AutoPsych: Automated Psychophysics for Interpretability and Diversity Benchmarking
Poster Presentation 43.316: Monday, May 18, 2026, 8:30 am – 12:30 pm, Banyan Breezeway
Session: Object Recognition: Features, parts
Schedule of Events | Search Abstracts | Symposia | Talk Sessions | Poster Sessions
Habon Issa1, Sunny Liu1, David Klindt1; 1Cold Spring Harbor Laboratory
Interpreting neural representations is a fundamental challenge for neuroscience. This is complicated by the fact that single neurons respond to multiple independent stimuli (i.e., they exhibit mixed-selective or superposed representations). In the AI mechanistic interpretability field, population coding methods including sparse autoencoders (SAEs) have successfully lifted features out of superposition, revealing the hidden feature representations of large neural networks.

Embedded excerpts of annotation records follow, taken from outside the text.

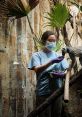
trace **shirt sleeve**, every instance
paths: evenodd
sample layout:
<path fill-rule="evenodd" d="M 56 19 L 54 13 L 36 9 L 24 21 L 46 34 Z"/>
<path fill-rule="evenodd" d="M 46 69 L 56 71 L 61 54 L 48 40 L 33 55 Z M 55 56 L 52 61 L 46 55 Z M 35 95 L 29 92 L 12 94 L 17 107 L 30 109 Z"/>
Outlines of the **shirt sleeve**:
<path fill-rule="evenodd" d="M 33 70 L 34 67 L 40 65 L 40 57 L 37 53 L 34 53 L 28 63 L 28 69 Z"/>

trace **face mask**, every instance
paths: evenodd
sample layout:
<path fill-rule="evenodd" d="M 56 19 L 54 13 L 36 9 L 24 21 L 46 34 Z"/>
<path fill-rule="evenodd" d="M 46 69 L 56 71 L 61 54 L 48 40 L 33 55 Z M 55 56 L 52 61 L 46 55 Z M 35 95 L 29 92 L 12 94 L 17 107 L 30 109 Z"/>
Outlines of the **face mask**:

However, there are no rigorous quantitative metrics to measure the success of SAE architectures against existing alternatives. Human psychophysics experiments are considered the gold-standard method to benchmark population coding methods, but the low scalability of this method presents a major bottleneck to feature evaluation. While recent work automates this using large language models (LLMs), these methods are limited to textually-describable concepts and can be difficult to generalize. We introduce AutoPsych, a framework for conducting automated psychophysics experiments where our approach replaces human subjects with perceptual similarity models (e.g., DreamSim and LPIPS for vision models) that are pretrained to mimic human psychophysics judgments. Using this framework, we propose two novel, quantitative benchmarks. The first, an Odd-One-Out (O3) task, measures the interpretability of individual neurons or SAE latents by assessing the perceptual consistency of their maximally activating inputs. The second, cross-O3 (xO3), extends this to measure the diversity of a set of units, providing a proxy for how many distinct concepts they cover. Compared to existing methods, AutoPsych requires no LLM-generated textual descriptions, and is readily adaptable to diverse data types including images, text, and biological data. This provides a scalable and generalizable solution for rigorously evaluating progress in neural network interpretability.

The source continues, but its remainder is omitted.